= Ramon Berguer =

Spanish-American surgeon, professor of medicine

Ramon Berguer is Frankel Professor of Cardiovascular Surgery, Professor Emeritus of Surgery, and Professor of Biomedical Engineering at the University of Michigan.

Berguer was born in 1940 in A Coruña, Spain. He qualified as a doctor with an MD degree from the University of Barcelona, Spain, in 1962. He trained in general and vascular Surgery at the Henry Ford Hospital in Detroit, Michigan, US. On his return to Spain he joined the opposition to General Franco's dictatorship and was active in the organization of the resistance among professionals.
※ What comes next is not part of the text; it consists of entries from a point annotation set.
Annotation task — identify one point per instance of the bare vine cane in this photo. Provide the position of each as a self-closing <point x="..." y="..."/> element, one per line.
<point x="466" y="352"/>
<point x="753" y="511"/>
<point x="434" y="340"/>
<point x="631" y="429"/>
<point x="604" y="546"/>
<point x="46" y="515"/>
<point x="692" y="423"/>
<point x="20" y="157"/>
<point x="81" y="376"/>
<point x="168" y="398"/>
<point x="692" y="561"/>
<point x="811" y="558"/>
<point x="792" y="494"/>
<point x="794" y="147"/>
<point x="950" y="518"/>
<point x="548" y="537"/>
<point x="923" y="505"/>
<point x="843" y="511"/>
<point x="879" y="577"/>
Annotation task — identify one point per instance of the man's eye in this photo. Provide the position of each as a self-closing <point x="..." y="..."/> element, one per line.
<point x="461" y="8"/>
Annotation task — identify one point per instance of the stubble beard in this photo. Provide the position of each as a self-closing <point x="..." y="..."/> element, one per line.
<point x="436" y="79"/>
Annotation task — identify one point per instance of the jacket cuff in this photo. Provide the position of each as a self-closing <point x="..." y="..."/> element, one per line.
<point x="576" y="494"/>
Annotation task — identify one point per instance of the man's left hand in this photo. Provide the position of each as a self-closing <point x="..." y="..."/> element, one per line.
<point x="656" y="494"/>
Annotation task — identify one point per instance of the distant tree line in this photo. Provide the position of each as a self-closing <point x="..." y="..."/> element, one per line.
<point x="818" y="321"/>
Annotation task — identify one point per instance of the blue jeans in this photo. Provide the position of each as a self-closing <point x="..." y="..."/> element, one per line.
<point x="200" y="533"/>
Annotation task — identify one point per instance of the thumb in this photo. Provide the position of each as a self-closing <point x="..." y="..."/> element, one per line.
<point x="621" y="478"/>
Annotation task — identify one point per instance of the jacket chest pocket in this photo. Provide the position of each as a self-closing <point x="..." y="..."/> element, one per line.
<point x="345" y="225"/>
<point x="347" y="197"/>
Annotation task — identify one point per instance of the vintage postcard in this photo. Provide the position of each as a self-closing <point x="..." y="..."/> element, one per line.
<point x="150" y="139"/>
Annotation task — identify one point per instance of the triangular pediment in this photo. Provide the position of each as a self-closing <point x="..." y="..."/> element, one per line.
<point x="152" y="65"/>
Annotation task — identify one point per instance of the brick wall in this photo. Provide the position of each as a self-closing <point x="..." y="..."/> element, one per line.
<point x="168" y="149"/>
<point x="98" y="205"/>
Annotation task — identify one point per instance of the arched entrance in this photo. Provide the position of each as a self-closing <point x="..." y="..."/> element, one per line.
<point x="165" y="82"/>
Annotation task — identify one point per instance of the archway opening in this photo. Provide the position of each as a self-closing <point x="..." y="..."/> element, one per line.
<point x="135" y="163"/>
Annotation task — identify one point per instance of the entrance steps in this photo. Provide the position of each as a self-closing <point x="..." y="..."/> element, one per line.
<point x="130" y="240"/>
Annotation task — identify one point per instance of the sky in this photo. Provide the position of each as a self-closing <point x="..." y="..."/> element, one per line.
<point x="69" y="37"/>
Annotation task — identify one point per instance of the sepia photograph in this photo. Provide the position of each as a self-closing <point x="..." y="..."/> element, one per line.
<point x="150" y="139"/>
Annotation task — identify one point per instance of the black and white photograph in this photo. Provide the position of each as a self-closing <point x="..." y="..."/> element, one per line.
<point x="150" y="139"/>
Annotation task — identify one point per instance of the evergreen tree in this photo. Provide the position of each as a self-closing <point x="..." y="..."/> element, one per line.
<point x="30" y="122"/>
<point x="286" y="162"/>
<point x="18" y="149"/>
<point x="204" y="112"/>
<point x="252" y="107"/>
In 1972 he left for England to avoid detention and there he continued to organize international support for Spain's political prisoners with the help of the British Labor Party's leadership. In London he worked at Kings College Hospital and then obtained a PhD in Engineering from the University of Surrey. In 1975 he returned to the US as a surgeon at Wayne State University, Detroit.

Berguer was the 55th President of the Society for Vascular Surgery, and Professor of Surgery at Wayne State University, and Chief of the Division of Vascular Surgery at the Detroit Medical Center until 2004, when he joined the University of Michigan Medical School as its first Frankel Professor of Vascular Surgery.